Tirana - "Bris, ci sei? Non posso parlare, ma Ervin non è più tra di noi. Se n'è andato...è morto. Sono spacciata anche io!". Questo messaggio su Viber, inviato da un accampamento in Siria, è arrivato il 4 aprile sul cellulare di Brisilda Hasanaj.
La ventenne, che lavora in Grecia, dove è emigrata, a stento riuscì a credere che suo fratello fosse stato ucciso. "Sono stata la prima [della mia famiglia] a sapere da mia cognata che mio fratello era morto in Siria", racconta Brisilda. "Ora lei è sola laggiù, con due figlie".
Ervin Hasanaj, identificato dalle autorità di Tirana come uno dei 90 jihadisti albanesi che hanno raggiunto la Siria per unirsi al conflitto, è stato ucciso il primo aprile in circostanze che devono ancora essere chiarite.
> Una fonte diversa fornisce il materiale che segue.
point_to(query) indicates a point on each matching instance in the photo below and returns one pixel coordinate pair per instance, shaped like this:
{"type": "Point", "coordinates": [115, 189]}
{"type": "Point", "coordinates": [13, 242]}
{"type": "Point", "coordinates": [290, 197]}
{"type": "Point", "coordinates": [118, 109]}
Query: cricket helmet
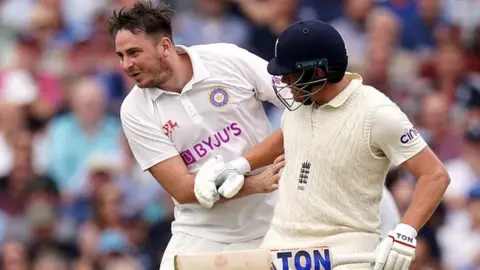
{"type": "Point", "coordinates": [302, 48]}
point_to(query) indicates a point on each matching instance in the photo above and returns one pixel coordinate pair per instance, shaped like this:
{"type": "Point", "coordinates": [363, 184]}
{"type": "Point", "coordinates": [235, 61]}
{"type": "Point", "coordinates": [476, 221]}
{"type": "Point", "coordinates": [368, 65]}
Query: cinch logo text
{"type": "Point", "coordinates": [201, 149]}
{"type": "Point", "coordinates": [409, 135]}
{"type": "Point", "coordinates": [304, 260]}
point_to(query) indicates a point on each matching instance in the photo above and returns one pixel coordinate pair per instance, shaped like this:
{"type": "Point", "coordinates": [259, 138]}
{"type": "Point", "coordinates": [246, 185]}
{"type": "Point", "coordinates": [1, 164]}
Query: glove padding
{"type": "Point", "coordinates": [397, 250]}
{"type": "Point", "coordinates": [235, 171]}
{"type": "Point", "coordinates": [215, 173]}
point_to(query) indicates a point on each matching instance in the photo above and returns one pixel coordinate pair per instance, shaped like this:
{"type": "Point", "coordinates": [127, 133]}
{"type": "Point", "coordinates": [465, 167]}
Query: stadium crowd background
{"type": "Point", "coordinates": [73, 197]}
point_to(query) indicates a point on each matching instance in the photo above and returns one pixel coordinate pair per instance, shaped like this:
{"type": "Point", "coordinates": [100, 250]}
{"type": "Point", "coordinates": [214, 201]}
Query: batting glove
{"type": "Point", "coordinates": [397, 250]}
{"type": "Point", "coordinates": [234, 177]}
{"type": "Point", "coordinates": [215, 173]}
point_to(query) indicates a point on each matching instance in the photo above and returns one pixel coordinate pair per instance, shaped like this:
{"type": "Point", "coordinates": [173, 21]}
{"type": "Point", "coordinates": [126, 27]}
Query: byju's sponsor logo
{"type": "Point", "coordinates": [409, 135]}
{"type": "Point", "coordinates": [216, 140]}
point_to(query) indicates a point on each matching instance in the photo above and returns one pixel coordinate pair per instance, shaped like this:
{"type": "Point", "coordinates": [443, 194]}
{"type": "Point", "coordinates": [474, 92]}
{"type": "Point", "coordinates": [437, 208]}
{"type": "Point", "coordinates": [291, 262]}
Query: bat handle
{"type": "Point", "coordinates": [341, 259]}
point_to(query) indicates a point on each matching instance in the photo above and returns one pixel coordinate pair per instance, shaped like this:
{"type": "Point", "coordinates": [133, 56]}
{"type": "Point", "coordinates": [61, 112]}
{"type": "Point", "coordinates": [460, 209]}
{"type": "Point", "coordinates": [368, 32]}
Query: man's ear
{"type": "Point", "coordinates": [165, 46]}
{"type": "Point", "coordinates": [319, 73]}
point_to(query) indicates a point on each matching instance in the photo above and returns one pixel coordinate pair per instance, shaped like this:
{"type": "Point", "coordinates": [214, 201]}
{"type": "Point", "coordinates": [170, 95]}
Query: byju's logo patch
{"type": "Point", "coordinates": [216, 140]}
{"type": "Point", "coordinates": [304, 173]}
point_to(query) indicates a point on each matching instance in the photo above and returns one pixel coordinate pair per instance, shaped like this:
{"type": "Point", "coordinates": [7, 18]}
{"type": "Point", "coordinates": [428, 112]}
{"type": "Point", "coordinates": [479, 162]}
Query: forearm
{"type": "Point", "coordinates": [185, 194]}
{"type": "Point", "coordinates": [267, 151]}
{"type": "Point", "coordinates": [426, 197]}
{"type": "Point", "coordinates": [250, 187]}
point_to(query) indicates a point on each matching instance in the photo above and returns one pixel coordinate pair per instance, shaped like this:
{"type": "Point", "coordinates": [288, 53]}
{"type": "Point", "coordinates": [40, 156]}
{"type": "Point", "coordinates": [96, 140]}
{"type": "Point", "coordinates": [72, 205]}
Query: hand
{"type": "Point", "coordinates": [205, 186]}
{"type": "Point", "coordinates": [397, 250]}
{"type": "Point", "coordinates": [233, 177]}
{"type": "Point", "coordinates": [216, 173]}
{"type": "Point", "coordinates": [267, 181]}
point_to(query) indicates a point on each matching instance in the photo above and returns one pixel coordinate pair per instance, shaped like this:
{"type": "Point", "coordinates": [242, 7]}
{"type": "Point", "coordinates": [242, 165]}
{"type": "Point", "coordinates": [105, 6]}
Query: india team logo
{"type": "Point", "coordinates": [219, 97]}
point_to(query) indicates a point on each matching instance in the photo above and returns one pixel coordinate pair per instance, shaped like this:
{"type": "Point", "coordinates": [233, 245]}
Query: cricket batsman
{"type": "Point", "coordinates": [188, 105]}
{"type": "Point", "coordinates": [339, 137]}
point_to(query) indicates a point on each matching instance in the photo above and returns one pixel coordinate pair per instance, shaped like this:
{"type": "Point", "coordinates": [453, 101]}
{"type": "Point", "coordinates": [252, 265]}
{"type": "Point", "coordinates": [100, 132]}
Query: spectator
{"type": "Point", "coordinates": [210, 23]}
{"type": "Point", "coordinates": [88, 129]}
{"type": "Point", "coordinates": [461, 242]}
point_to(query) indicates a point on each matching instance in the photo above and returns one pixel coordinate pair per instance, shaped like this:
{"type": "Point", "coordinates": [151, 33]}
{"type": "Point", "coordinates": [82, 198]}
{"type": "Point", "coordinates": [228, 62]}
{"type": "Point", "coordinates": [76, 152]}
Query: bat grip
{"type": "Point", "coordinates": [341, 259]}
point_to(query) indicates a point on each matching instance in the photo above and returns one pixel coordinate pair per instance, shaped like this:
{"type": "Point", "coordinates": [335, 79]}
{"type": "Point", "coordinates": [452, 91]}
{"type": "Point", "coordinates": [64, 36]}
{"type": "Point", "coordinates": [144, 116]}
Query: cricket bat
{"type": "Point", "coordinates": [314, 258]}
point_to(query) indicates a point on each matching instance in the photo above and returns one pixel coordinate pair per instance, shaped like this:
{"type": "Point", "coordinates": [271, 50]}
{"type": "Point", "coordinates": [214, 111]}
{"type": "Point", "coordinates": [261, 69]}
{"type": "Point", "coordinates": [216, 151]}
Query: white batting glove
{"type": "Point", "coordinates": [397, 250]}
{"type": "Point", "coordinates": [234, 177]}
{"type": "Point", "coordinates": [205, 188]}
{"type": "Point", "coordinates": [228, 177]}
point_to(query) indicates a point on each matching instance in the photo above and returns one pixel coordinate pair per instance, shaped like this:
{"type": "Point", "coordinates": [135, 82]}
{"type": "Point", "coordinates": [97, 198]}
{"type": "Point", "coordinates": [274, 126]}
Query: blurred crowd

Il 24enne partì per la Siria tre anni fa ed era là con la moglie, Nexhmije, e due figlie. Si pensa che combattesse per lo Stato islamico.
Hasanaj è uno dei tredici cittadini albanesi che sono morti in Siria, combattendo per gruppi radicali come l'Isis. A differenza degli altri, però, si pensa che sia stato ucciso dal gruppo per cui combatteva, dopo aver cercato di disertare.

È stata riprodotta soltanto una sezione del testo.